Make the Most of Your Small Space

May 5th, 2010 by
Letting your landscape creativity run wild is easy when you have a sprawling piece of property to work with: a big, blank canvas ready and waiting for whatever your imagination dreams up.  But what about when space is at a real premium, as in: you don’t have any?  If your “yard” is a high-rise balcony twenty stories off the ground, does that mean you’re simply out of luck when it comes to creating a garden to call your own?  No, for true visionaries, a challengingly-small space just provides more opportunity to make a huge impact. Check out what’s behind Jacque’s apartment in Lincoln, NE:

Small Yard Landscaping Ideas

Jacque’s apartment happens to be on the ground floor, so she has some actual earth to landscape.  But look more closely and you’ll see that the majority of the plants are in containers.  So if you have an upper-floor apartment or condo, you can plant to your heart’s content in pots of varying sizes.  Small topiary trees, leafy shrubs, colorful perennials, even vegetables like Jacque’s tomatoes!  Now you have a landscape that can easily be changed out with the seasons or your moods… and when the lease runs out, just pack up your garden, put it in the cab of the moving van with you, and re-locate it when you reach your new address. If you do live on the ground floor and have some greenspace that your landlord is willing to let you play with, know that you can work wonders on even a tiny lot.  Cindy did just that with a cottage garden in Campbell, CA, even though her “cottage” is an apartment:

Cottage Garden

Small yards like that lend themselves especially well to cottage gardens, Asian gardens, and formal gardens that take advantage of the tight confines with strong symmetry and geometrically-shaped beds.
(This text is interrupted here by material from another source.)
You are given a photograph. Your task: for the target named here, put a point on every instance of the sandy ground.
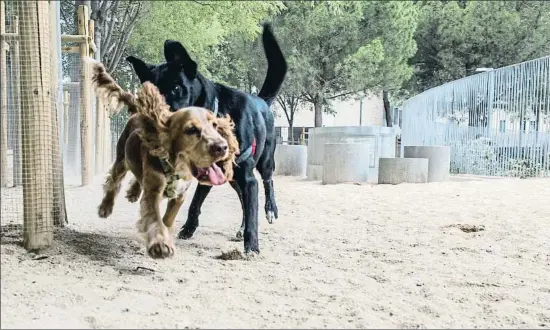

Maybe you live on the top floor.  (You know, “… in a deee-luxe apartment/in the sky-y-y…”  Hey, if I’m gonna have “The Jeffersons” theme song in my head all day, I’m not gonna be the only one.)  Movin’ on up gets a whole lot greener when you’ve got a rooftop garden to come home to.  Here’s Diane Bowen’s little piece of penthouse perfection in Milwaukee, WI:

Roof Garden

You’ll probably want to consult with an expert before you start trucking wheelbarrows full of topsoil through the building’s lobby or lugging pallets of sod into the elevator.  Rooftop gardens require a lot of specialized planning and careful consideration, to make sure you don’t overload the roof’s weight capacity or penetrate any of the building’s waterproofing layers, both of which would be monumentally awkward ways to meet your downstairs neighbors.  And thinking through how (and where) your rooftop beds will drain is key. But even landlubbers can create a smaller-scale funky rooftop garden on a toolshed, playhouse, or other outbuilding.  I’ve even seen plantings placed on a chicken coop!  Avant Garden Inc transformed the top of this 10 x 12 cabana in San Anselmo, CA into a living piece of the landscape:

Living Roof

Again, a pro will probably need to help you map out proper drainage, but a living roof can be a space-saving way to increase your yard’s greenspace, while providing insulation for the structure underneath… and a cool conversation kickstarter to boot. Live in the big city with literally no yard?  Go a little off the wall, like Darlene did outside her Long Island, NY home:

Wall Gardening

A narrow walkway normally relegated to trashcan storage becomes a lush garden path, with beautiful foliage tucked into pots and hanging from the facades of the building and fence.  There’s even a “borrowed” canopy overhead from a tree that looks like it lives next door.  Darlene calls her landscape a series of “vignettes;” I call it a genius way to turn an otherwise wasted space into an outdoor destination spot. Speaking of wasted space, that’s what most people would have thought when they looked outside this Houston home and saw a 20 x 20-foot yard, completely surrounded on all sides by a 12-foot concrete wall:

Small Yard Pool Landscaping

Obviously, Mike saw something else.  He turned that 400-square-foot courtyard cave into one of the splashiest pool landscapes you’ll ever see.  Talk about thinking outside the box! It’s a good reminder that sometimes, the smallest landscapes are just begging for the biggest ideas.